A flash of lightning slaloms between the trees, ending its journey in silence on the beach. The sea lights up for a moment. Perhaps Miss Acacia still has something to say to me?
Then the foam retreats and Marbella switches back into darkness. The spectators bolt from the rain like rabbits into a warren. It’s time for me to pack up my suitcase of dreams.
C
HAPTER THIRTEEN
In which Little Jack has a change of heart and a gigantic hangover
It takes Méliès two days to drag my carcass from Marbella back to Granada. When we finally reach the city’s outskirts, the Alhambra looms like an elephants’ graveyard. Its fortifications glint in the darkness, ready to butcher me.
‘Get up! Get up!’ whispers Méliès, ‘don’t give in, don’t leave me!’
Everything’s coming apart inside me. I squint over the stumps of my clock hands. It’s a terrifying sight that reminds me of when I was born.
Nothing makes sense any more. As a newly fledged adult, I used to want to look after my clock, so I would last long enough to realise my dream of having a family of my own: but all that has dissolved like snowflakes in the flames. What rose-tinted nonsense love is! Madeleine had warned me, of course, but I wanted to follow my heart.
I’m dragging myself along with painstaking slowness. A huge fire rages inside my chest, but I feel anaesthetized. I wouldn’t notice if an aeroplane flew straight between my eyes.
I’d give anything to see Arthur’s Seat rise up before me. Oh Madeleine, if only! I’d dive straight into my bed. There must be a few childhood dreams still hidden under my pillow. I’d do my best not to crush them, heavy though my head is with grown-up worries. I’d go to sleep thinking I’d never wake up again; which is a strangely comforting idea. The next morning I’d have a hard time coming to, knocked out like a failed boxer. But Madeleine would lavish her attentions on me, restoring me to how I was before. Just because the post never came doesn’t stop me from talking to my midwife-mother in my head . . .
Back in his workshop, Méliès tucks me up in his bed. Blood spreads across the white sheets. Snow-roses reappearing, twirling.
Bloody hell, I’m staining the sheets
, I think in a flash of consciousness. My head weighs a ton, and my brain is as tired of being trapped inside my head as my heart is under my clock dial.
‘I want to change my heart. Make me different, I don’t want to be me any more. Don’t you see, I’ve had enough of this wooden heart; it’s like a dead weight that keeps cracking all the time.’
Méliès watches over me, concerned.
‘Your problem goes much deeper than your wooden clock, you know.’
‘I feel as if a giant Acacia tree is growing between my lungs.

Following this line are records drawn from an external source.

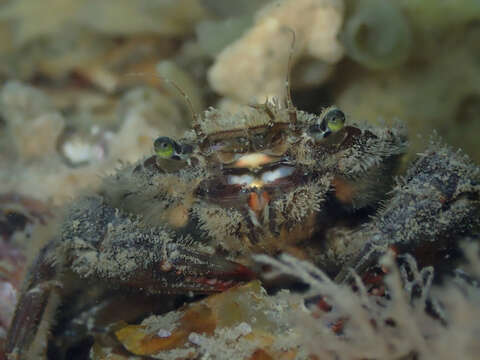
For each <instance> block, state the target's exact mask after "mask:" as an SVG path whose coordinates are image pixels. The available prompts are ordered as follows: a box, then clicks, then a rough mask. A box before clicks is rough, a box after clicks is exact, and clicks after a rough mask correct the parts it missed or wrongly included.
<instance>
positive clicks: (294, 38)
mask: <svg viewBox="0 0 480 360" xmlns="http://www.w3.org/2000/svg"><path fill="white" fill-rule="evenodd" d="M283 30H285V31H289V32H291V34H292V43H291V45H290V52H289V54H288V65H287V79H286V80H285V87H286V89H285V90H286V95H285V97H286V102H287V109H288V110H289V112H290V122H292V123H293V124H296V122H297V113H296V111H292V110H294V109H295V106H293V101H292V94H291V73H292V66H293V54H294V52H295V42H296V36H295V31H294V30H293V29H292V28H290V27H288V26H285V27H284V28H283Z"/></svg>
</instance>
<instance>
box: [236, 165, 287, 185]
mask: <svg viewBox="0 0 480 360" xmlns="http://www.w3.org/2000/svg"><path fill="white" fill-rule="evenodd" d="M294 171H295V168H293V167H291V166H280V167H278V168H276V169H273V170H267V171H263V172H260V173H251V172H248V173H246V174H243V175H228V176H227V183H228V184H229V185H242V186H246V187H249V188H260V187H262V186H264V185H265V184H268V183H273V182H275V181H276V180H279V179H283V178H286V177H288V176H290V175H292V174H293V172H294Z"/></svg>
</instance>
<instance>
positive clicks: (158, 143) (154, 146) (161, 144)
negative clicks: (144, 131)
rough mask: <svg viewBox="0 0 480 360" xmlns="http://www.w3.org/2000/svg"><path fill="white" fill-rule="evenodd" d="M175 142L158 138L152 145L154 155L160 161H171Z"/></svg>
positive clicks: (164, 138)
mask: <svg viewBox="0 0 480 360" xmlns="http://www.w3.org/2000/svg"><path fill="white" fill-rule="evenodd" d="M175 145H176V144H175V142H174V141H173V140H172V139H170V138H168V137H164V136H162V137H159V138H157V139H156V140H155V142H154V143H153V146H154V148H155V154H157V156H158V157H160V158H162V159H171V158H172V157H173V156H174V155H175Z"/></svg>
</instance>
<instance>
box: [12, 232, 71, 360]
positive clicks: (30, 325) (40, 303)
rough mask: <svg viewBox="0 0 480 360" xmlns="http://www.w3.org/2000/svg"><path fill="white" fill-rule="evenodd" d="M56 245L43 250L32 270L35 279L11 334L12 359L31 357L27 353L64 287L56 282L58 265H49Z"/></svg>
mask: <svg viewBox="0 0 480 360" xmlns="http://www.w3.org/2000/svg"><path fill="white" fill-rule="evenodd" d="M53 244H54V242H53V241H52V242H51V243H50V244H48V245H47V246H45V247H44V248H43V249H42V250H41V252H40V254H39V255H38V256H37V258H36V260H35V262H34V263H33V264H32V266H31V268H30V271H29V274H31V276H30V277H29V278H27V279H26V282H25V285H24V288H25V290H24V293H23V294H22V296H21V297H20V299H19V301H18V303H17V307H16V309H15V314H14V317H13V319H12V323H11V324H12V325H11V326H10V329H9V331H8V336H7V342H6V347H5V353H6V354H7V357H8V359H23V358H25V356H27V354H26V351H27V350H28V349H29V348H30V345H31V344H32V342H33V341H34V339H35V336H36V334H37V332H38V329H39V326H40V323H41V322H42V319H43V318H44V314H45V312H46V309H47V305H48V303H49V301H50V300H51V297H52V295H53V294H52V293H53V291H54V290H58V289H59V288H60V287H61V285H60V283H59V282H58V281H56V280H55V277H56V269H55V265H53V264H52V263H51V262H50V261H48V257H49V252H50V251H52V245H53Z"/></svg>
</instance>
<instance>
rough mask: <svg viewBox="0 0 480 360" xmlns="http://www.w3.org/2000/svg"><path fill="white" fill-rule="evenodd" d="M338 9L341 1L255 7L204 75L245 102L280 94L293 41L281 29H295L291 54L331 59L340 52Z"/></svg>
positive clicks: (331, 61)
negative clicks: (252, 17)
mask: <svg viewBox="0 0 480 360" xmlns="http://www.w3.org/2000/svg"><path fill="white" fill-rule="evenodd" d="M343 9H344V6H343V2H342V1H341V0H286V1H282V2H280V3H277V2H274V3H272V4H271V5H270V6H268V7H266V8H265V9H263V10H262V11H261V12H260V14H259V15H258V18H257V21H256V24H255V25H254V26H253V27H252V29H250V30H249V31H248V32H247V33H245V35H244V36H243V37H241V38H240V39H238V40H237V41H236V42H234V43H233V44H231V45H230V46H228V47H227V48H225V49H224V50H223V51H222V53H220V55H219V56H218V58H217V60H216V62H215V64H214V65H213V67H212V68H211V69H210V71H209V74H208V76H209V81H210V84H211V85H212V87H213V88H214V89H215V90H216V91H217V92H219V93H221V94H223V95H226V96H229V97H232V98H233V99H235V100H237V101H239V102H244V103H245V102H248V101H252V100H254V99H255V100H257V101H260V102H261V101H263V100H264V99H265V97H272V96H283V95H284V93H285V79H286V73H287V63H288V58H289V52H290V48H291V47H290V44H291V42H292V34H291V32H290V31H286V30H287V29H291V30H293V31H294V32H295V38H296V41H295V54H294V58H295V59H297V58H299V57H311V58H312V57H313V58H315V59H317V60H319V61H321V62H325V63H326V64H334V63H336V62H337V61H339V60H340V59H341V57H342V55H343V47H342V45H341V44H340V43H339V41H338V39H337V36H338V33H339V31H340V27H341V26H342V22H343ZM245 79H248V81H245Z"/></svg>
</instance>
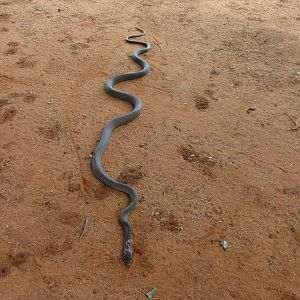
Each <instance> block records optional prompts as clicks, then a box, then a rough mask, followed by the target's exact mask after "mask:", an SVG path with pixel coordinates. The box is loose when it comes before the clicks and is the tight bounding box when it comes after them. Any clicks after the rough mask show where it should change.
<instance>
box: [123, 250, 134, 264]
mask: <svg viewBox="0 0 300 300" xmlns="http://www.w3.org/2000/svg"><path fill="white" fill-rule="evenodd" d="M123 259H124V262H125V264H126V265H127V266H130V265H131V262H132V252H131V251H129V250H125V251H124V254H123Z"/></svg>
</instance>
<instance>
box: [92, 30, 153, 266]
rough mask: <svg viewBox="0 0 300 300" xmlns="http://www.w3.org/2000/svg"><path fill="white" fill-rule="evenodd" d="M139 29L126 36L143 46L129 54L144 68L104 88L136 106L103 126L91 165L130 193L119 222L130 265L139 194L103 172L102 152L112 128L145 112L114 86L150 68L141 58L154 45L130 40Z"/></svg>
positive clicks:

This evening,
I saw
Joe carrying Miss Acacia in his arms and it was like being stabbed. I’d never have believed it could be so hard. And when she slammed the door and left, it was harder still.’
‘You knew the risks, my boy, when you gave a shooting star the keys to your heart.’
‘I want you to fit me with a new heart and set the counter back to zero. I never want to fall in love again.’